Elon is home to the Fire of the Carolinas Marching Band (FOTC). The band also includes color guard (flag spinning) and dance auxiliary squads.

===Religious life===
Religious groups on campus include Catholic Campus Ministry, Hillel: The Foundation for Jewish Campus Life, InterVarsity Christian Fellowship, the Iron Tree Blooming Meditation Society, the Muslim Student Association, Baptist Student Union, and Campus Outreach.

Christianity remains the most populous religious tradition at Elon, and among students that disclose their religious affiliation, Catholicism is the largest religious group on campus. The Catholic ministry on campus began in 1977 as an outreach of the Catholic Diocese of Raleigh.

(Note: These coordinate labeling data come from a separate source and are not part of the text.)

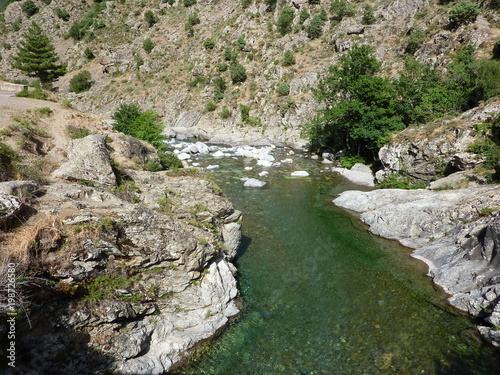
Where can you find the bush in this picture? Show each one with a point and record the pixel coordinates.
(209, 44)
(225, 113)
(62, 14)
(89, 54)
(288, 58)
(283, 89)
(340, 9)
(368, 15)
(81, 82)
(130, 119)
(464, 12)
(238, 73)
(150, 18)
(29, 8)
(315, 28)
(285, 20)
(148, 45)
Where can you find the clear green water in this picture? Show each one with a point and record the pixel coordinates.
(323, 296)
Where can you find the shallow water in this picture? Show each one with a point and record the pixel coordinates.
(323, 296)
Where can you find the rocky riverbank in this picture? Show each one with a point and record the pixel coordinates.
(456, 232)
(119, 269)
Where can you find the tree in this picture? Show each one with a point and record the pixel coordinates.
(360, 107)
(36, 57)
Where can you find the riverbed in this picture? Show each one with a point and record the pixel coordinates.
(324, 296)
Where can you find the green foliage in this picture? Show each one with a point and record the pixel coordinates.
(288, 58)
(208, 44)
(303, 16)
(283, 89)
(360, 111)
(271, 5)
(225, 113)
(36, 57)
(148, 45)
(238, 73)
(29, 8)
(414, 41)
(368, 15)
(230, 55)
(496, 50)
(464, 12)
(341, 9)
(285, 20)
(80, 82)
(220, 88)
(211, 106)
(241, 43)
(150, 18)
(62, 14)
(145, 125)
(76, 133)
(222, 67)
(348, 161)
(315, 28)
(396, 181)
(89, 54)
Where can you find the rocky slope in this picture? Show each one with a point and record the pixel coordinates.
(119, 268)
(456, 232)
(178, 76)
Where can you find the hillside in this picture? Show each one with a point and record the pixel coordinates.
(184, 69)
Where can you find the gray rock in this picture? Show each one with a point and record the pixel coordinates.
(88, 159)
(254, 183)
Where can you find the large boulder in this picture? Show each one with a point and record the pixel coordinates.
(88, 160)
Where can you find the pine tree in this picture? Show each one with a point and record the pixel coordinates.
(36, 57)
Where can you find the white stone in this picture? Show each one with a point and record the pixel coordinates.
(253, 182)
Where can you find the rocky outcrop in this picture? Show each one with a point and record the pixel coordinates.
(137, 271)
(456, 232)
(439, 148)
(88, 160)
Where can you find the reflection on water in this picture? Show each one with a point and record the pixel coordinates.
(323, 296)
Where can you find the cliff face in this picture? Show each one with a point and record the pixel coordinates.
(124, 269)
(178, 76)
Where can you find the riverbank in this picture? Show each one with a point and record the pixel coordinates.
(455, 232)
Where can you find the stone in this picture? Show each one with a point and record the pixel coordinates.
(299, 174)
(88, 159)
(254, 183)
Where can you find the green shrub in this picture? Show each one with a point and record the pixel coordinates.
(464, 12)
(225, 113)
(222, 67)
(89, 54)
(303, 16)
(150, 18)
(238, 73)
(145, 125)
(315, 28)
(288, 58)
(368, 15)
(285, 20)
(341, 9)
(29, 8)
(148, 45)
(283, 89)
(241, 43)
(211, 106)
(80, 82)
(209, 44)
(62, 14)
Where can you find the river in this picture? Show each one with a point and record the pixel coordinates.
(324, 296)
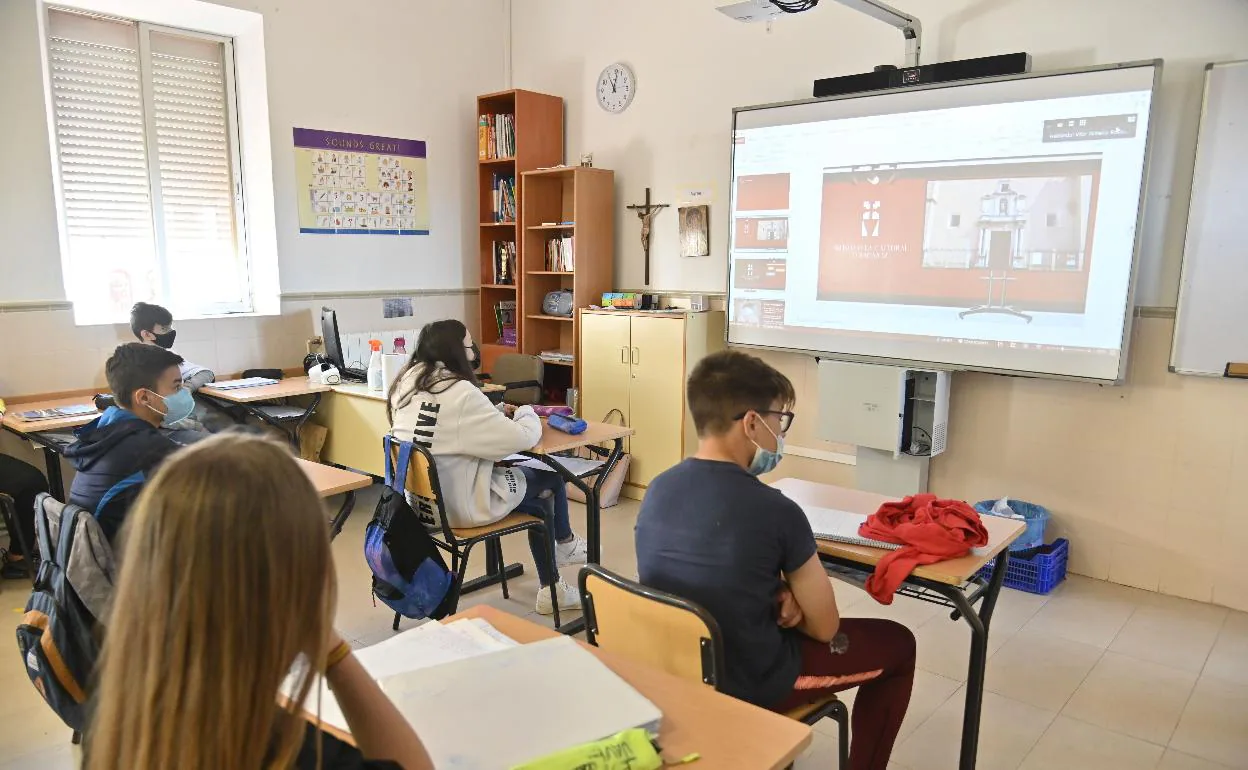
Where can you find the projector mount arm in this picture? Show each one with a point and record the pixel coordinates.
(909, 25)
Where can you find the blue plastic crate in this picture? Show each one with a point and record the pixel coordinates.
(1037, 574)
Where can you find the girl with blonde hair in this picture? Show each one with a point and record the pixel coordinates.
(227, 584)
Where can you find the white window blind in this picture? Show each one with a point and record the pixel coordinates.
(149, 167)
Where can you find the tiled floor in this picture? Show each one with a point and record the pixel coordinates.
(1093, 677)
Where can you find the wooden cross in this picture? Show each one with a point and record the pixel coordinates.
(645, 212)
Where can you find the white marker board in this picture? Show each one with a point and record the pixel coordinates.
(1211, 327)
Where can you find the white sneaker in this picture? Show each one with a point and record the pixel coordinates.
(569, 598)
(573, 552)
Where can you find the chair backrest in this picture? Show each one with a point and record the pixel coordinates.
(522, 377)
(650, 627)
(421, 481)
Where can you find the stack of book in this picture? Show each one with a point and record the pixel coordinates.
(504, 197)
(555, 356)
(496, 136)
(504, 316)
(504, 263)
(560, 255)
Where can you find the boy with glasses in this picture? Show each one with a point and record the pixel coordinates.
(710, 532)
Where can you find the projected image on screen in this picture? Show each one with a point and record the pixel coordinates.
(979, 225)
(764, 233)
(1010, 237)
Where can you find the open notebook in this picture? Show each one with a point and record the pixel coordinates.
(237, 385)
(841, 527)
(461, 680)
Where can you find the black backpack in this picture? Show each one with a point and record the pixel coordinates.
(409, 574)
(59, 637)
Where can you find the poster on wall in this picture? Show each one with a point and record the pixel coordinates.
(355, 184)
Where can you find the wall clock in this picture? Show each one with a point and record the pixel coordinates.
(617, 86)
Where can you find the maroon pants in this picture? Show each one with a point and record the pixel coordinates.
(880, 662)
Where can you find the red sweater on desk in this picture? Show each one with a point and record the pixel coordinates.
(929, 529)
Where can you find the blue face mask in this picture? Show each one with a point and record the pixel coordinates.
(765, 461)
(177, 407)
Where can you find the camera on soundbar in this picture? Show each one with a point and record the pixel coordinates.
(887, 76)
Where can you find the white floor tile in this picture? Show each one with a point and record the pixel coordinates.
(1040, 669)
(1132, 696)
(1070, 744)
(1214, 725)
(1007, 731)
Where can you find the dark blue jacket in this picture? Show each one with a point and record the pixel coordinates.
(112, 447)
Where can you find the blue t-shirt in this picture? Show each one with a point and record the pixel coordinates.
(711, 533)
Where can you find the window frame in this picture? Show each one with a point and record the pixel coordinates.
(256, 217)
(235, 151)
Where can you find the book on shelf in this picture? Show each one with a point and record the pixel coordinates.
(504, 316)
(496, 136)
(504, 197)
(560, 255)
(557, 356)
(504, 262)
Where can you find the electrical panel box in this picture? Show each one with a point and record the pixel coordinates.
(895, 409)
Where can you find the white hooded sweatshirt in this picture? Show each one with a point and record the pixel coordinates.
(466, 434)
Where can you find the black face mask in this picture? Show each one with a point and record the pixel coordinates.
(166, 340)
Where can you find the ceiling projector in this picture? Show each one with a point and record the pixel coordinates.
(751, 11)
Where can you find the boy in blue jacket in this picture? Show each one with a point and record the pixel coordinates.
(126, 439)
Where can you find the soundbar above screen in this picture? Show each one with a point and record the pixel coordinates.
(974, 226)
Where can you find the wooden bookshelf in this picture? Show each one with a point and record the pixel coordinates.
(538, 124)
(585, 197)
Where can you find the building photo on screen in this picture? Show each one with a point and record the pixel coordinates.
(989, 225)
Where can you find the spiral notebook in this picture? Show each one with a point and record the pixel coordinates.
(840, 527)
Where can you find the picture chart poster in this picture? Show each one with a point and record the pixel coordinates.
(355, 184)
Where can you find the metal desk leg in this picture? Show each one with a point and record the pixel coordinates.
(340, 519)
(593, 514)
(493, 575)
(55, 482)
(979, 623)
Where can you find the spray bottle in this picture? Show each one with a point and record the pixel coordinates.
(376, 382)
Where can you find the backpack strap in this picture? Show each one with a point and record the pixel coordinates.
(43, 531)
(69, 522)
(131, 481)
(396, 477)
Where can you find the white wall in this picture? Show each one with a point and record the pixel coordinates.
(380, 66)
(377, 66)
(30, 256)
(694, 65)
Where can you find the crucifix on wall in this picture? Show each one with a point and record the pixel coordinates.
(645, 212)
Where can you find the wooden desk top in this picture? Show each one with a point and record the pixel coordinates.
(728, 733)
(291, 386)
(557, 441)
(361, 391)
(954, 572)
(41, 426)
(330, 481)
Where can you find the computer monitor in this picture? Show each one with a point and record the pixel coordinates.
(332, 341)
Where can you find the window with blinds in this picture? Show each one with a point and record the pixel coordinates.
(149, 166)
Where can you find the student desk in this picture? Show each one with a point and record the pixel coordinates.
(356, 421)
(553, 442)
(287, 419)
(729, 734)
(952, 583)
(50, 434)
(328, 482)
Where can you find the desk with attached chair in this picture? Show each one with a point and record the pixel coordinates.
(954, 583)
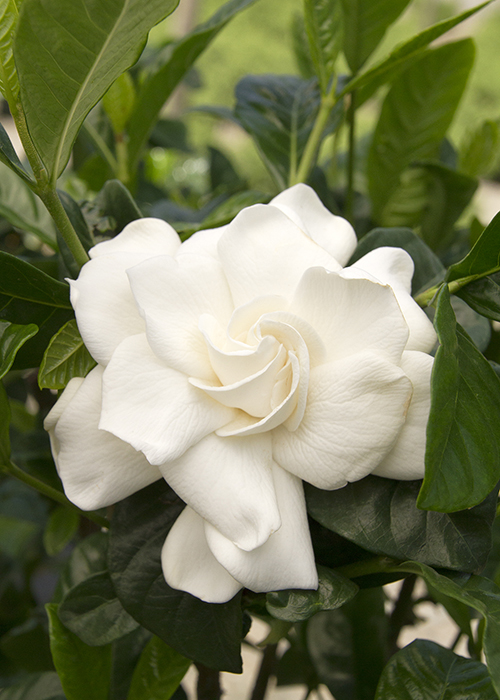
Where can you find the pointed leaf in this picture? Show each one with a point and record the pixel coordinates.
(424, 669)
(415, 116)
(463, 434)
(67, 56)
(158, 673)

The Jewish population at Elon has grown especially rapidly in recent years, with twelve percent of recent classes self-identifying as Jewish. Elon was profiled in Reform Judaism magazine in 2011 as a school which has "gone the extra mile" to make itself more attractive to Jewish students, and since 2013 it has been listed as one of the "top schools Jews choose." The Muslim student population is small but has increased dramatically in size in recent years, and a Muslim Student Association formed at Elon in 2011. The Hindu population has also increased in size, Hindu festivals are now part of the university calendar, and Hindu students report feeling accepted at Elon.

Elon worked closely with the Interfaith Youth Core in developing religious diversity and interreligious dialogue. The Truitt Center for Spiritual and Religious Life, located within the Numen Lumen Pavilion of the Academic Village, serves a wide variety of purposes and all religious traditions.

===Fraternity and sorority life===
Elon University recognizes 26 social Greek organizations. Forty-two percent of undergraduate students belong to campus-chartered organizations.

===Student traditions===
At the start of each school year, Elon University holds a New Student Convocation ceremony for first year and transfer students. It is held "Under the Oaks" behind the West Dormitory. Each new student receives their own acorn at the close of the ceremony to symbolize their beginning at Elon. Upon graduation, each student receives an oak sapling, which is supposed to symbolize their growth at the university as well as the growth in their own lives. The use of the acorn and oak sapling is significant because Elon was named after the Hebrew word for "oak" (אַלוֹן, alon) because of the grove of oak trees it was founded on. The oak sapling tradition began in 1991, and the acorn tradition began in 1999 after Leo Lambert became president of the university.